Şimdi acıyla hatırlıyorum o günleri, yardım isteyen askerimizin sesi kulağımda çınlıyor. Sonra Dağlıca aklıma geliyor., Avaşin bölgesindeki terörist varlığı ve tehdidi bilinmesine rağmen ordumuza yetki vermeyen hükümetin anlaşıulmaz bu tavrı yüreğimi parçalıyor. Dağlıca’da, telsizle yapılan çağrıları duyar gibi oluyorum: Komutanım yardım et, Komutanım yardım et! Ardından korkunç bir çatışma ve şehitlerin görüntüleri, aileleri, çocukları geçiyor bir bir. Acı dolu feryatlar yakıyor bizi. Yüreğimiz yanıyor, kim dayanabilir bu acıya, diye kendime soruyorum. Bizi bu hallere kim düşürdü, diyorum kim, Mehmetçiği bu hallere kim düşürdü?

Yahuda

21 Ekim 2007 sabahı acı bir haberle uyandık; teröristler bir taburumuza saldırmıştı. Irak’tan geldiler ve Irak’a kaçtılar. Biz gitmedik peşlerinden, gidemedik. Dağlıca’da Mehmetçiğe yapılan saldırı incitti bizi, gururumuzu kırdı. PKK değildi, ABD değildi bu saldırının arkasındaki, bir Yahuda[1] operasyonuydu ama göremedik. Mehmetçikle kahramanlık, Mehmetçikle ulusu arasındaki bağları kırmak istiyorlardı, onun için yapıldı bu saldırı, anlayamadık. Yahudanın hain eli Mehmetçiğe Dağlıca’da uzanmıştı. Sekiz Mehmetçik sözde esir edilmiş, Türk ulusu ile esaret, Mehmetçikle korkaklık kavramları yan yana getirilmişti, kavrayamadık.

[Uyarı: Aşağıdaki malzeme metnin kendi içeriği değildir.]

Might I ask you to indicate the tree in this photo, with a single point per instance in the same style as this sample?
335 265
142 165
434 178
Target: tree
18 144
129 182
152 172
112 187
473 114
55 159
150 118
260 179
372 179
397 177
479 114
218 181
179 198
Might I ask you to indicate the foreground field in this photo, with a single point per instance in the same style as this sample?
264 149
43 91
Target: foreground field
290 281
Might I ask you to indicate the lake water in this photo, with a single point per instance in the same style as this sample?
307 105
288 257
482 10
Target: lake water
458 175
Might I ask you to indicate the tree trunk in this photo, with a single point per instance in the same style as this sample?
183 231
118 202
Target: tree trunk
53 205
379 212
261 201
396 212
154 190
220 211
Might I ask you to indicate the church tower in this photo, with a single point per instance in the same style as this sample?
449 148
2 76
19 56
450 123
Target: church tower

Yahuda Gücü[2]’nü arkasına alan medya bu olayı aylarca gündeminden düşürmedi. İhanet ile Mehmetçik yan yana anılmaya başladı, ta ki Genel Kurmay’ın müdahalesine kadar: Son günlerde basın ve yayın organlarında: 21 Ekim 2007 tarihli Dağlıca saldırısı sonrası gelişen olaylar hakkında çok sayıda haber ve yorum yer almakta ve yoğun bir tartışma ortamı yaratılmış bulunmaktadır. Bu ve benzer olayları kullanarak Türk Silahlı Kuvvetlerini yıpratmayı, onun terörle mücadele ve Türkiye Cumhuriyeti'nin temel ilkelerine sahip çıkmadaki kararlılığını aşındırmayı düşünenlerin çabaları beyhudedir. Saygı ile duyurulur[3].’’

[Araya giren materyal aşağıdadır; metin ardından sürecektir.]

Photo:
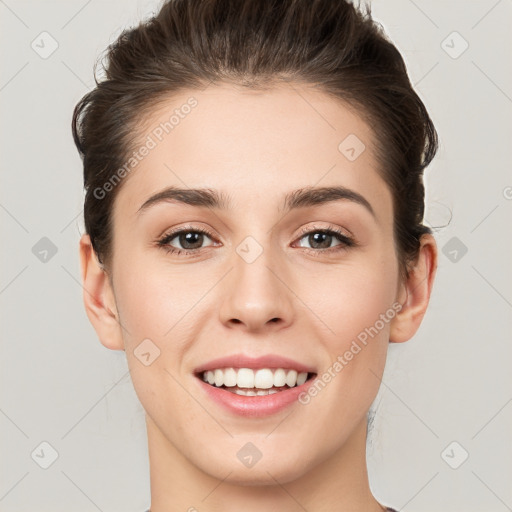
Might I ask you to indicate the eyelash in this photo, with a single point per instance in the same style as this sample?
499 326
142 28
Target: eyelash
345 241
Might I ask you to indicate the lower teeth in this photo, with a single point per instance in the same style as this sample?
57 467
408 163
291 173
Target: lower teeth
254 392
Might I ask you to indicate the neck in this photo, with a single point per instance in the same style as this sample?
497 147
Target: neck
339 483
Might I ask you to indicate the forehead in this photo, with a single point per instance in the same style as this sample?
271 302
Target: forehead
254 145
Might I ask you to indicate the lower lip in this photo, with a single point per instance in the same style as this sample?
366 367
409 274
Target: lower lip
254 406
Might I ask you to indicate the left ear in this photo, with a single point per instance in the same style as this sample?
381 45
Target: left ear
415 292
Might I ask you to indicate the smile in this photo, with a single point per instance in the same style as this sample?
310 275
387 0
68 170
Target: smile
255 382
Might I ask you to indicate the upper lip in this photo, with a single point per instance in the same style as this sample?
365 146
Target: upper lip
243 361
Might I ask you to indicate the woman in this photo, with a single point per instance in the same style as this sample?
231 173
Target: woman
254 240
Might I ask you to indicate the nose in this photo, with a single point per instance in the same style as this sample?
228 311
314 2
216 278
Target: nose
255 295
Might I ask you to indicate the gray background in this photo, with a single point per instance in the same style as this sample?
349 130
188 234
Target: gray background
451 383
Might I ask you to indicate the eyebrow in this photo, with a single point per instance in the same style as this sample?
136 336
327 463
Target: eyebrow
300 198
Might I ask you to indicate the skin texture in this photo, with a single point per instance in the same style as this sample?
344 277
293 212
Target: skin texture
255 147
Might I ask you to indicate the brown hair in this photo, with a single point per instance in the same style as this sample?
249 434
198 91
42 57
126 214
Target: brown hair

Aslında bu operasyonlar ilk olarak 4 Temmuz 2003’de başladı. Irak’ın Süleymaniyesinde Amerikalı askerler, Özel Kuvvetler Komutanlığına mensup 11 Mehmetçiği gözaltına aldı. Barzani peşmergelerinin gözetiminde başlarına çuval geçirildi. Yer gök delinir sanmıştık ama olmadı, ne yer sarsıldı ne de gök. ABD’ye nota verin, diye haykıran seslere Başbakan, bu müzik notası değil, diyecek kadar milli duygularımıza uzaktı, acımızı yüreğimize gömdük. Ardından, Genel Kurmay eski Başkanı Orgeneral Hilmi Özkök tarafından,‘’yolsuzluk’’ adı altında soruşturmalar başlattı. Yüzlerce Mehmetçiğin ifadeleri alındı. Yargılandılar. Çoğu beraat etti ama askeri gücümüzün temeli olan disiplin zaafa uğratılmıştı, farkına varamadık. Durmak bilmedi bu operasyonlar; Deniz Kuvvetleri eski Komutanı Oramiral İlhami Erdil basına açık bir yargılama sonucu mahkûm edilerek cezaevine konuldu. İşbirlikçi medya tarafından bu olayı kamuoyuna ‘’Ordu-Yolsuzluk-Esaret-Korkaklık’’ temaları şeklinde yansıttı ama biz gerçeği göremedik. Vurulan Mehmetçik’ti, vurulan Türk milletinin onuruydu, gururuydu, farkında olamadık.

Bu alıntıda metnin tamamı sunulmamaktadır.